II. Slowing of circulation:

But increased blood flow to site of injury is soon followed by slowing of circulation. This is termed as stasis. Slowing of circulation is due to increased vascular permeability. Increased vascular permeability causes increased in hydrostatic pressure in arterioles.

Normally, blood flow is in linear pattern. This is usually maintained by two pressure: hydrostatic pressure and osmotic colloidal pressure. Hydrostatic pressure in arterioles side is decreased and osmotic pressure is stable but in case of venules it is opposite. Thus, fluid leaking in small amount gets back into circulation from venules in normal cases.
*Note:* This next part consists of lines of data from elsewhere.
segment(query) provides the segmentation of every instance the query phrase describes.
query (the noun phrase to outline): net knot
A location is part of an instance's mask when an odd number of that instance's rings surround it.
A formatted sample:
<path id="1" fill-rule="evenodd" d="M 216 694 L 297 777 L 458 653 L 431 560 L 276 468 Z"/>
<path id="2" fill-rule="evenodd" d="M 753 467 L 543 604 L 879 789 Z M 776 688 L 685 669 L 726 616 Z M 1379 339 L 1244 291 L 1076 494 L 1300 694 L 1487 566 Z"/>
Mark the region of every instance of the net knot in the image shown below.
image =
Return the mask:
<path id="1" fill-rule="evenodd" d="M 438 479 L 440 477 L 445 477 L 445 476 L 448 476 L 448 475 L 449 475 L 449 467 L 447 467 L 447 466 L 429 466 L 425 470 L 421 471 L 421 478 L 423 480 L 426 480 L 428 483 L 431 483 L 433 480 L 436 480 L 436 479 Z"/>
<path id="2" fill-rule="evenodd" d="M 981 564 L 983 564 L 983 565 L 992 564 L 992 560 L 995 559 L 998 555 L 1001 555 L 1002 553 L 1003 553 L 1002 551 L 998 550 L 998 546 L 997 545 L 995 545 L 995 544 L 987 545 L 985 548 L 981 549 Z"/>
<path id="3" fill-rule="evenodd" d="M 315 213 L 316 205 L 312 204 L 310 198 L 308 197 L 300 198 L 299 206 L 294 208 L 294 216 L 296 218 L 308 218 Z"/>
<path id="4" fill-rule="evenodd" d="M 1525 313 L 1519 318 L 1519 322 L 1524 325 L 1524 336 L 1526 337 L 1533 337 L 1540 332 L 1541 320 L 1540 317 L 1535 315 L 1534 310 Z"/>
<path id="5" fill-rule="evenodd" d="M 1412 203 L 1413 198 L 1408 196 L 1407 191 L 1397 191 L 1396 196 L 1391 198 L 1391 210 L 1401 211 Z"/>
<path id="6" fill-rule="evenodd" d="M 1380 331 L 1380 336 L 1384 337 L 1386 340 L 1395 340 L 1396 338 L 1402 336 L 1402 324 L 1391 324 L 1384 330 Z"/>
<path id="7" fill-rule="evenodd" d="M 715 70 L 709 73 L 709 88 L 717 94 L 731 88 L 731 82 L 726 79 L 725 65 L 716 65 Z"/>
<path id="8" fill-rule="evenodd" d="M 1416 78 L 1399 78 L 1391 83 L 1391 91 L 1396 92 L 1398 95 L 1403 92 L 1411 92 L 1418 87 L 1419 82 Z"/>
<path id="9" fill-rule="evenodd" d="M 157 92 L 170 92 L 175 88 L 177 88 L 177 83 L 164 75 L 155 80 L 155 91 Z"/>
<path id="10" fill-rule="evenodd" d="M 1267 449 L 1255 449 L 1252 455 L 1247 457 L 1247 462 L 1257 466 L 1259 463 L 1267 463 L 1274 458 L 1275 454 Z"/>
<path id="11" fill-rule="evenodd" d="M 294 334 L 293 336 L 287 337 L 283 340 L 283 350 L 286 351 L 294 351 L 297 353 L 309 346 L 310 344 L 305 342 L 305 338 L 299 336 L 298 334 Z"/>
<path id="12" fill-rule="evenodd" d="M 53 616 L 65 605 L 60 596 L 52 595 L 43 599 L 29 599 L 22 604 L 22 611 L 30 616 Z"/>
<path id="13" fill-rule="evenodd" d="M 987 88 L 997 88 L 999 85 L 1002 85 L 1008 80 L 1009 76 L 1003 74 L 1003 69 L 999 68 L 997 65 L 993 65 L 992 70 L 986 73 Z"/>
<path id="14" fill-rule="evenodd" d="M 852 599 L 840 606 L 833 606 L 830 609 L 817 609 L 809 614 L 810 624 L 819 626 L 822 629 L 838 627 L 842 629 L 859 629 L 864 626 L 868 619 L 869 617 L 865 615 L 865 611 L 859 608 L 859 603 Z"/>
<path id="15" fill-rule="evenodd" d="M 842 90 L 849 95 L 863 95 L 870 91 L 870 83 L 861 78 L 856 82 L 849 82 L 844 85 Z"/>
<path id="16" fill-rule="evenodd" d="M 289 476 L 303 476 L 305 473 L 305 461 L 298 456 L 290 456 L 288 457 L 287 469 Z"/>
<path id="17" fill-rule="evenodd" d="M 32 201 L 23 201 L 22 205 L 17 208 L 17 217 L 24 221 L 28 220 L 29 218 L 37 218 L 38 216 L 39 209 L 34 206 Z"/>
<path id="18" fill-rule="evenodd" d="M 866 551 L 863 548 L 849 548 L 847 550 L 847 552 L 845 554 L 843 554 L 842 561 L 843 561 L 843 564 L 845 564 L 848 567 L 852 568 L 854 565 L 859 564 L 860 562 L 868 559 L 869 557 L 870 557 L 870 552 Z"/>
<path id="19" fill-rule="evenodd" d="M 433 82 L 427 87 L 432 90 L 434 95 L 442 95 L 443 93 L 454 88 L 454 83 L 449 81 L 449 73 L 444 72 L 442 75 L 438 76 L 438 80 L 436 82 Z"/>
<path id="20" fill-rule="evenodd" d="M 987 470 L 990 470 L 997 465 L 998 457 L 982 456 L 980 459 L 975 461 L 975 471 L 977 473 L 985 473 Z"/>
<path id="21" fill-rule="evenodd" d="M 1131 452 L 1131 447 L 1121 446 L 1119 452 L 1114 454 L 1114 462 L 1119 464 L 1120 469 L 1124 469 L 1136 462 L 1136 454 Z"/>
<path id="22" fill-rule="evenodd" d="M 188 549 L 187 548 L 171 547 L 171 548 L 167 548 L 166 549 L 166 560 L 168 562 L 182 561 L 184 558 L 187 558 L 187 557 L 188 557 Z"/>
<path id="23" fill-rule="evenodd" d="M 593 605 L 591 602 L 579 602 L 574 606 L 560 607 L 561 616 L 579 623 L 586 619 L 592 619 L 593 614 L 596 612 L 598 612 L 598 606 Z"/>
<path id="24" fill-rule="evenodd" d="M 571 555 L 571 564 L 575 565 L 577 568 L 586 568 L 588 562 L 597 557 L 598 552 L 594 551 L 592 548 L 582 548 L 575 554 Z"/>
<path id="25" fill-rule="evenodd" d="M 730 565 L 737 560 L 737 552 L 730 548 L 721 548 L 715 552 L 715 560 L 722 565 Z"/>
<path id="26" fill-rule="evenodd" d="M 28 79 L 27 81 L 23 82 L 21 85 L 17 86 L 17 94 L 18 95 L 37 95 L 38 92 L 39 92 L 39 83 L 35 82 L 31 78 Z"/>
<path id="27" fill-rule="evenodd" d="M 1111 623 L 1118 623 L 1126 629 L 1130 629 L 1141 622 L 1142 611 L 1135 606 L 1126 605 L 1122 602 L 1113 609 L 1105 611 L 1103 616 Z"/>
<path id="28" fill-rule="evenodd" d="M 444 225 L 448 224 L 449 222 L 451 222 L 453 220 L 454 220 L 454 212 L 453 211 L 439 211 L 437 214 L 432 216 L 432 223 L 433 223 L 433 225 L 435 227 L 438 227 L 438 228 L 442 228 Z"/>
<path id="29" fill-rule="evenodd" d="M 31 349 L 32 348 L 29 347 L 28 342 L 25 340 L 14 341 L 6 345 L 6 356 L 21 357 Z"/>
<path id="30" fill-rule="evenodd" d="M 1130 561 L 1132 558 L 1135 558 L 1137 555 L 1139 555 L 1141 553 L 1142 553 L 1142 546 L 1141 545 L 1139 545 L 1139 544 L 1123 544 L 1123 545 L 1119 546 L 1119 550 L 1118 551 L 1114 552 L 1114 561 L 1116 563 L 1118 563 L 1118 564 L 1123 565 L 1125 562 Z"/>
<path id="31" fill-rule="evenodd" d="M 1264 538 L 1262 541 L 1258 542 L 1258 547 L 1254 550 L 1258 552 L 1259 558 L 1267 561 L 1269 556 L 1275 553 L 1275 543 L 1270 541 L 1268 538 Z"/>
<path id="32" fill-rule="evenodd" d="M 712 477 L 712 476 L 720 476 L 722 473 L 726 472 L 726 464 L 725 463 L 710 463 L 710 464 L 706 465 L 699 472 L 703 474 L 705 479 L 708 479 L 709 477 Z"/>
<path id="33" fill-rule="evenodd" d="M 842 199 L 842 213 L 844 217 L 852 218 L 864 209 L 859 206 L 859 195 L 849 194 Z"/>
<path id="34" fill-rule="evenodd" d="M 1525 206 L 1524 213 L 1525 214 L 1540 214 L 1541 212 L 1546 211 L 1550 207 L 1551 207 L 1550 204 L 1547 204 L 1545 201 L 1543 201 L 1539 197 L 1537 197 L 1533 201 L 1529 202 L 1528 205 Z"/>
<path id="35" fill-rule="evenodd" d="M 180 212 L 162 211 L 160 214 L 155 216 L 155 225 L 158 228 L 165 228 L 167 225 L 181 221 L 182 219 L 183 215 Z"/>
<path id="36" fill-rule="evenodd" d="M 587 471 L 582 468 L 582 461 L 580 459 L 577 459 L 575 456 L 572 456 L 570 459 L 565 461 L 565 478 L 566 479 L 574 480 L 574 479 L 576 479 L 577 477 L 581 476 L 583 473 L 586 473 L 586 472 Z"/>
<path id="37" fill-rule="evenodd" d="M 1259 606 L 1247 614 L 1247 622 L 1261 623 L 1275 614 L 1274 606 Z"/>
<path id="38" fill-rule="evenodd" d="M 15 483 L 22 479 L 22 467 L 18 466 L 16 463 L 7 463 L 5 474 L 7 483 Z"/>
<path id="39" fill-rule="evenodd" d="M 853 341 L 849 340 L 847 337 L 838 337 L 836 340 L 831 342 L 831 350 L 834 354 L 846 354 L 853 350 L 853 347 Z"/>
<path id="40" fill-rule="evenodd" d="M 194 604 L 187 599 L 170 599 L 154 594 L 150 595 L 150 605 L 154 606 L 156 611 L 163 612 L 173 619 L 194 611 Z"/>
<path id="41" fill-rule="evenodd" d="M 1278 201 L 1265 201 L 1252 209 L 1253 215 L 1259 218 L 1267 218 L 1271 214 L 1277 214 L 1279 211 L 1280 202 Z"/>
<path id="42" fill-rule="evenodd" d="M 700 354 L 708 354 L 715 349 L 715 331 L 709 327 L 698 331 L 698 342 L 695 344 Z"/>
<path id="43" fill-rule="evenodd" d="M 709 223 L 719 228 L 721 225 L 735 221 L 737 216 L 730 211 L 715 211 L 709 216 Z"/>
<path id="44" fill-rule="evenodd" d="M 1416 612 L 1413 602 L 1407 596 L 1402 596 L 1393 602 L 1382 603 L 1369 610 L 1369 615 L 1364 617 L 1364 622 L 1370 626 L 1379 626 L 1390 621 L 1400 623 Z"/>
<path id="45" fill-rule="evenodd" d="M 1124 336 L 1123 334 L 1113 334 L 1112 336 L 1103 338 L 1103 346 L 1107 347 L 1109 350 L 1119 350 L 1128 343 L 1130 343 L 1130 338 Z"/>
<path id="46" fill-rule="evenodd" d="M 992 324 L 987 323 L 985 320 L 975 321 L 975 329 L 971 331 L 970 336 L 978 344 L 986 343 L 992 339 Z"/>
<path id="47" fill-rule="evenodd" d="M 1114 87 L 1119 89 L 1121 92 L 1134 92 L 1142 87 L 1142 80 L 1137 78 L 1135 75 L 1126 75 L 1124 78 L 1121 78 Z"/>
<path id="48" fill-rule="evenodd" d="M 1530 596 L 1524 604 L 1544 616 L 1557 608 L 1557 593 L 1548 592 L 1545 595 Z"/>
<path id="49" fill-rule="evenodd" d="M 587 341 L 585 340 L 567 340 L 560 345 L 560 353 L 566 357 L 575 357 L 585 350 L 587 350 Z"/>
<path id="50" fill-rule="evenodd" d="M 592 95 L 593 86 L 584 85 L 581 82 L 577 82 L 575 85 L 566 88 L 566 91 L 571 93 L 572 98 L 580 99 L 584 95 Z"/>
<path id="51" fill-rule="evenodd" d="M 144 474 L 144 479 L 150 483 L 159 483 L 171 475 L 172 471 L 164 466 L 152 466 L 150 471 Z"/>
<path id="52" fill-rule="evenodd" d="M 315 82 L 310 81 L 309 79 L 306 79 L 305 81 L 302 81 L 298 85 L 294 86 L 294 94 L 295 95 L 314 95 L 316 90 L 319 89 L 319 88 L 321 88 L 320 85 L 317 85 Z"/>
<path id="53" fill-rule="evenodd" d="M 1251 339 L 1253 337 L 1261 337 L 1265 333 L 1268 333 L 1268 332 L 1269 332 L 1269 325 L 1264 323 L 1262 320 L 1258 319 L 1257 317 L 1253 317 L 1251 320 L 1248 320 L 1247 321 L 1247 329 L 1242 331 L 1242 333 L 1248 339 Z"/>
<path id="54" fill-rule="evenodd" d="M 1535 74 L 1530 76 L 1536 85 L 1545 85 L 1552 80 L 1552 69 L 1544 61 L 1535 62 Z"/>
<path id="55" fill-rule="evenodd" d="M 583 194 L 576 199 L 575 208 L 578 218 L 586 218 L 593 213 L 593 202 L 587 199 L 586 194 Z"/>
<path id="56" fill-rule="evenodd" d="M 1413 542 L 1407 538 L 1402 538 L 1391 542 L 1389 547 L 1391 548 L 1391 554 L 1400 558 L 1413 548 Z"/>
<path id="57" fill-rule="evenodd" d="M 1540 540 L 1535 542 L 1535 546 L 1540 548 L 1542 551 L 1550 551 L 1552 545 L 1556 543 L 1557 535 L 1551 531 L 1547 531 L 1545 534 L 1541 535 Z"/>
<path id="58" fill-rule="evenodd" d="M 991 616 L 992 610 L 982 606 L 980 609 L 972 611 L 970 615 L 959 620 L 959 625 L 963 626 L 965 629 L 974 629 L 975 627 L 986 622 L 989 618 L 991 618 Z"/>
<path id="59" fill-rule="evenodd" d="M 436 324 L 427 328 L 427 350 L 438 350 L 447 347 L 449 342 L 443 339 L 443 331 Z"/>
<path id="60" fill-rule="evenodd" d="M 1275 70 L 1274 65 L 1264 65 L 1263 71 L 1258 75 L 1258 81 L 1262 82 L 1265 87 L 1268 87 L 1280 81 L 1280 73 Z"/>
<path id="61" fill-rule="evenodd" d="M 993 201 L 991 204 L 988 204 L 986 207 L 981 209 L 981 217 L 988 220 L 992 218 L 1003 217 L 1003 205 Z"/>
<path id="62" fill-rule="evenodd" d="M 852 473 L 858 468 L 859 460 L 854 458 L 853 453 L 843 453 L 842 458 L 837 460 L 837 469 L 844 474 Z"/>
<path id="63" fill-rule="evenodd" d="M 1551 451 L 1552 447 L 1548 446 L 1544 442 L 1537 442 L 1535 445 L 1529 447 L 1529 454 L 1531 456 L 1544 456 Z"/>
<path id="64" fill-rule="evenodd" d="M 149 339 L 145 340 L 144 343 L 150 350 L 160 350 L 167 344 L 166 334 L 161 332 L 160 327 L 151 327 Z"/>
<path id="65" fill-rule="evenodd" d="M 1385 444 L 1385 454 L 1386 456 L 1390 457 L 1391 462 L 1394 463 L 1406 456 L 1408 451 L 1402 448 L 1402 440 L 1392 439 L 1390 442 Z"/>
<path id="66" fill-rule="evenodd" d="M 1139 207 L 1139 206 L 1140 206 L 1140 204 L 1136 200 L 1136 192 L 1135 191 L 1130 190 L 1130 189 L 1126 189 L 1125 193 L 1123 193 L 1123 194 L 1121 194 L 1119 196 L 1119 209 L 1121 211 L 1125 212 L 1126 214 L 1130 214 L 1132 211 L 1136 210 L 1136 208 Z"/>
But in case of increased vascular permeability, hydrostatic pressure is greatly increased, and osmotic pressure decreases. Due to this there is excessive leakage of fluid which cannot gets back into circulation and accumulates in interstitial space.
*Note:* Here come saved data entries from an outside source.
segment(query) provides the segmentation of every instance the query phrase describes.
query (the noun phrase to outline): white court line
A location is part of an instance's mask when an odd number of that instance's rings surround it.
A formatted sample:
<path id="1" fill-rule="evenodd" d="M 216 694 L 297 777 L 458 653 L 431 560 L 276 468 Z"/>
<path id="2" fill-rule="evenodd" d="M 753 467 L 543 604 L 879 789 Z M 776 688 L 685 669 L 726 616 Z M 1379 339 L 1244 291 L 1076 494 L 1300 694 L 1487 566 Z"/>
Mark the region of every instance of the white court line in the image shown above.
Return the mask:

Due to exudation of plasma proteins, blood becomes more viscous and blood flow is decreased. This is essential for emigration of leukocyte, mainly neutrophil.

III. Stasis:

As soon as blood becomes more viscous, flow of blood decreases greatly and stasis is produced.

C.Changes in the Bloodstream:

• The main change consist of redistribution of cellular elements in bloodstream.
• In normal circulation, there is two distinct zones: central part contains cellular elements ( leukocytes and erythrocytes) which is called axial stream and external to axial stream there is plasmatic stream which is clear zone of plasma.
• The cellular elements are held in centre by centripetal force of flowing blood. As blood flow slows down, centripetal force of bloodstream is overcome by centrifugal force and leukocyte fall out of axial stream. This process is called margination.
• After leukocyte falls down, they tumble slowly along the endothelial surface and adhere transiently. This process is called rolling.
• Finally, leukocytes comes to rest at point where they adhere firmly. This process is called adhesion. In this process, endothelium is lined by white cells which is known as pavementing.

D. Exudation of Plasma:

• Due to increase vascular permeability, plasma fluid escapes out to extravascular space. This process is called exudation.

E. Emigration of leukocytes:

• It is the process by which leukocytes comes out of blood vessels into extravascular space.

F. Diapedesis of Erythrocytes:

• Following emigration of leukocytes, red cells are pushed out of vessel passively by intravascular pressure. This is called diapedesis.